One year it fell to the floor and broke. No big loss, everyone said, yet I'd never seen another one like it. Since then, I've always wanted to find another one. Years later, when I saw Adafruit's strings of 12mm LED pixels, I knew exactly what I wanted to make...
Of course, this lightbox does much more than the original ever could. The RGB LEDs can create any color. And because it's all controlled by an Arduino, they can create different coordinated patterns instead of just blinking. Read on for descriptions of what the code already does, or you can edit the code to add your own new patterns.
This project's code randomly displays many different patterns. The video below shows specially modified code to demonstrate all the patterns in the following order:
- Blinker bulbs, if old-fashioned blinkers could also fade to different colors, fade to new locations or flicker on/off. Random blinking is the default mode when no other effects are running. The video shows only a 2 second delay between each on/off effect; the unmodified code imposes a random delay.
- Tracers that chase across the field and bounce off the edges. The video first shows one tracer alone, then three simultaneously.
- Rapid scrolling of the entire field.
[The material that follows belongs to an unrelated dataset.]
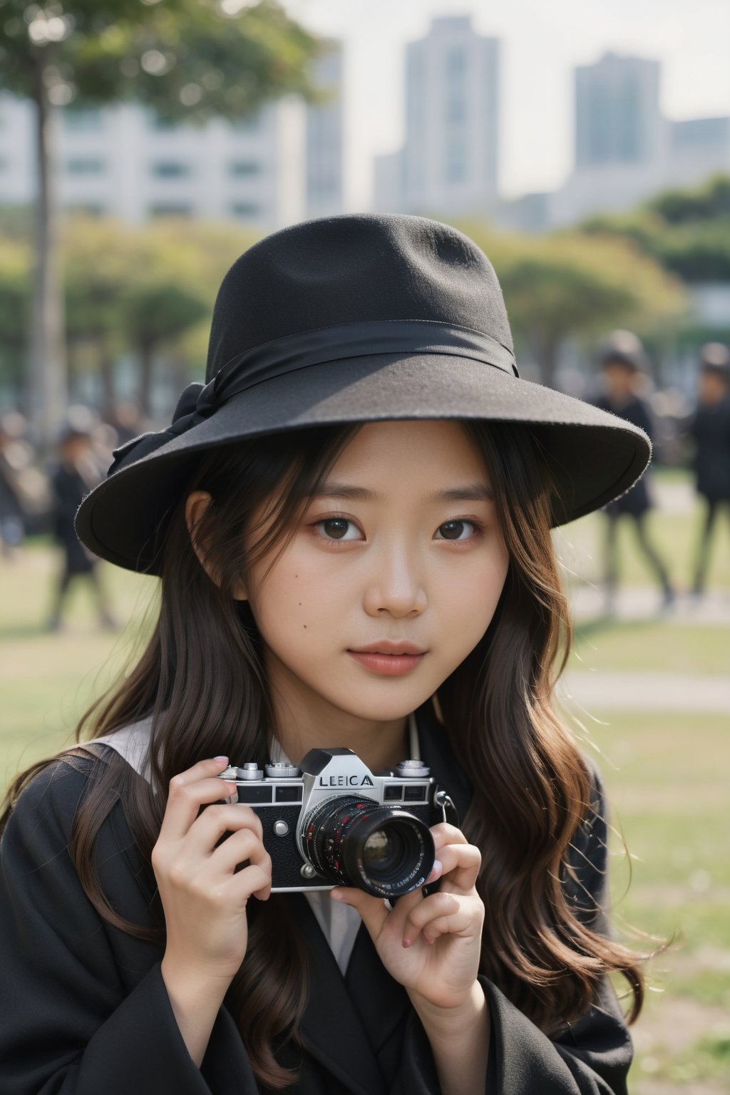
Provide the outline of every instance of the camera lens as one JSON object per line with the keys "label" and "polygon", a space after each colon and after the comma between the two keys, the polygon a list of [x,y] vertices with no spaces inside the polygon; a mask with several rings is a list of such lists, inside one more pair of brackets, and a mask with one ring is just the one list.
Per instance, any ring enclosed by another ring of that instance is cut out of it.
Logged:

The video shows this happening very suddenly, normally it doesn't follow so closely on the heels of a previous pattern.
- Conway's "Game of Life" (sorta), where each LED lights or fades based on the number of lit neighbors.
- A starfield, which lights all LEDs with a dim background color and random LEDs flare bright white.
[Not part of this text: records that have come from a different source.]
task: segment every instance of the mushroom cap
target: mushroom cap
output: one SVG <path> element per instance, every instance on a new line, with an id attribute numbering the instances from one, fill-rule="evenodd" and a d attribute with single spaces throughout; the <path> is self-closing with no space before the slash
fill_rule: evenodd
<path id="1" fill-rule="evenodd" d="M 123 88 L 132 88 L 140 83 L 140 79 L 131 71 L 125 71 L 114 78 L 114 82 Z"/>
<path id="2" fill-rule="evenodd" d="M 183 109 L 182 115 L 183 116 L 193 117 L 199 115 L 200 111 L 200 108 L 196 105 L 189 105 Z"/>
- Blinkenleitz (for lack of a better name), where random LEDs flare brightly in random colors against a black background.
- A game of 2048, played randomly. Unfortunately for my ego, random play is nearly as successful as my own.
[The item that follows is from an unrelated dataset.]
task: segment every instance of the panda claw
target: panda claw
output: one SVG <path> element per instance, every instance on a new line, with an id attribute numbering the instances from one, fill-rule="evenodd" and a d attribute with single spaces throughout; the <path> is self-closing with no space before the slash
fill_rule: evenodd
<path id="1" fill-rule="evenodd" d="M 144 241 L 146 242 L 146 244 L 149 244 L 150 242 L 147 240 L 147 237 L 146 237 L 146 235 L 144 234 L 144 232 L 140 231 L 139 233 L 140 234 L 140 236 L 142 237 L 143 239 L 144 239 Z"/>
- Waves of random colors, spreading from a random point and consuming the entire field.
- Undulating/twinkling waves of colors, spreading across the entire field. The effect may remind you of looking up at the light through the surface of rippling water, or a flickering bed of coals in a dying fire, depending on how you like to spend your free time.
Blinking lights are pretty!
This project is very easy to assemble. Depending on what wire you use, you may not even need a soldering iron. In fact, the most important part is measuring carefully so everything looks straight -- more on that later!